Training the community in education and safety seems to be an increasingly common approach to dealing with gang violence.
 
Basheer said his group has a program that prevents the crimes to take place but also trains, prepares and empowers the community to defensively protect themselves when drive-bys happen.
 
“At a bus stop, don’t have your back to the street.
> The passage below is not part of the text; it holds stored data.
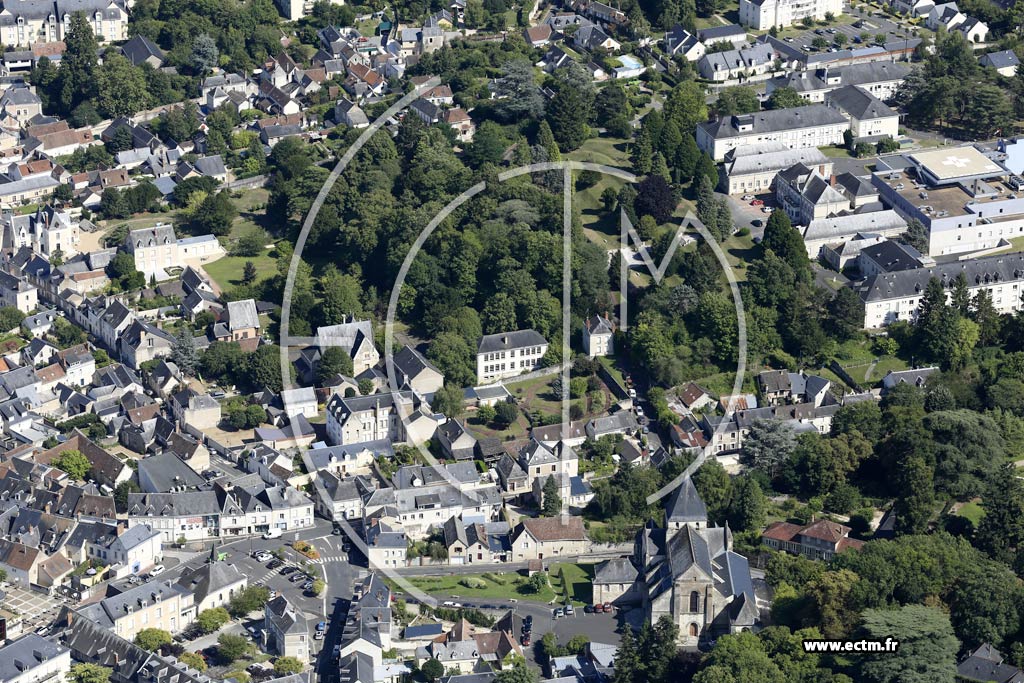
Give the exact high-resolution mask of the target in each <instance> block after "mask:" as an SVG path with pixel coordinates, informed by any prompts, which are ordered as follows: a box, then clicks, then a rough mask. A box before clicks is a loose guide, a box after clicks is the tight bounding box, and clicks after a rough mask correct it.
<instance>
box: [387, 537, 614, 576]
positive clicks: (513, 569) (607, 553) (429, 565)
mask: <svg viewBox="0 0 1024 683" xmlns="http://www.w3.org/2000/svg"><path fill="white" fill-rule="evenodd" d="M632 550H633V548H632V546H631V545H629V544H623V545H621V546H618V547H615V548H612V549H610V550H599V551H595V552H591V553H587V554H586V555H560V556H557V557H549V558H546V559H549V560H551V561H558V562H579V561H581V560H583V561H590V560H595V559H596V560H602V559H611V558H615V557H622V556H623V555H624V554H627V553H630V552H632ZM525 568H526V562H502V563H498V564H433V565H429V566H414V567H398V569H397V572H398V573H399V574H401V575H403V577H447V575H451V574H475V573H481V572H483V571H499V572H501V573H506V572H509V571H519V570H520V569H525Z"/></svg>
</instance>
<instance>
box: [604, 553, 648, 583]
mask: <svg viewBox="0 0 1024 683" xmlns="http://www.w3.org/2000/svg"><path fill="white" fill-rule="evenodd" d="M638 573H639V572H638V571H637V568H636V567H635V566H633V562H631V561H630V560H629V559H628V558H626V557H618V558H615V559H610V560H605V561H604V562H601V563H600V564H598V565H597V567H596V568H595V569H594V583H595V584H632V583H633V582H634V581H636V578H637V575H638Z"/></svg>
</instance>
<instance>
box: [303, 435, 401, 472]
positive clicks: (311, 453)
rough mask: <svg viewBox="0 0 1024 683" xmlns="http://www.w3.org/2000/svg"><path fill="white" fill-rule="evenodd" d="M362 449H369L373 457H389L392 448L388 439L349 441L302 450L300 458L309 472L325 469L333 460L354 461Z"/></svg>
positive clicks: (392, 454)
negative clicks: (350, 442) (310, 448)
mask: <svg viewBox="0 0 1024 683" xmlns="http://www.w3.org/2000/svg"><path fill="white" fill-rule="evenodd" d="M364 451H370V452H371V453H372V454H373V457H374V459H377V458H382V457H391V456H393V455H394V450H393V449H392V447H391V441H390V440H388V439H377V440H375V441H364V442H361V443H349V444H348V445H331V446H324V447H321V449H310V450H308V451H303V452H302V460H303V461H304V462H305V463H306V468H307V469H308V470H309V471H310V472H315V471H318V470H323V469H327V468H329V467H330V466H331V463H333V462H345V461H354V460H355V458H356V455H357V454H359V453H362V452H364Z"/></svg>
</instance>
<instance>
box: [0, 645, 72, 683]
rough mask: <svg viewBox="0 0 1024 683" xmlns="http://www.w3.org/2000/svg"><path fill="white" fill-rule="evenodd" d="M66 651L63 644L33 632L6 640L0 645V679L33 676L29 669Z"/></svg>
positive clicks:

When crossing the intersection look for some sort of cover,” Basheer said. “Look for the coloration of the vehicle, the movement of the vehicle, are there tinted windows, has the car circled two or three times…”
 
Basheer splits his training into categories of how to “interpret,” how to “manage” and how to “survive.”
 
Other programs like Big Homies or A Better LA use intervention tactics to settle disputes peacefully between gangs and comfort victims and the victims’ families to prevent retaliation.
 
But many of these programs lack funding, and some even go as far to say they don’t get the credit LAPD does while being just as important. 
 
“City officials have to look at this particular public safety wing [gang prevention and intervention] as a legitimate profession and fund it adequately,” Muhammad said. “This is a national crisis that must and needs to be addressed by every city and government official, every activist and community organization, and every member of society.”
 
At least one group sees the progress.
 
“I feel that it is going very well. Homicide rates in Los Angeles are at a historic low. They have gone down several years in a row.” said Brian Center, executive director of A Better LA. “Obviously they are way too high still. But we have seen great improvement.”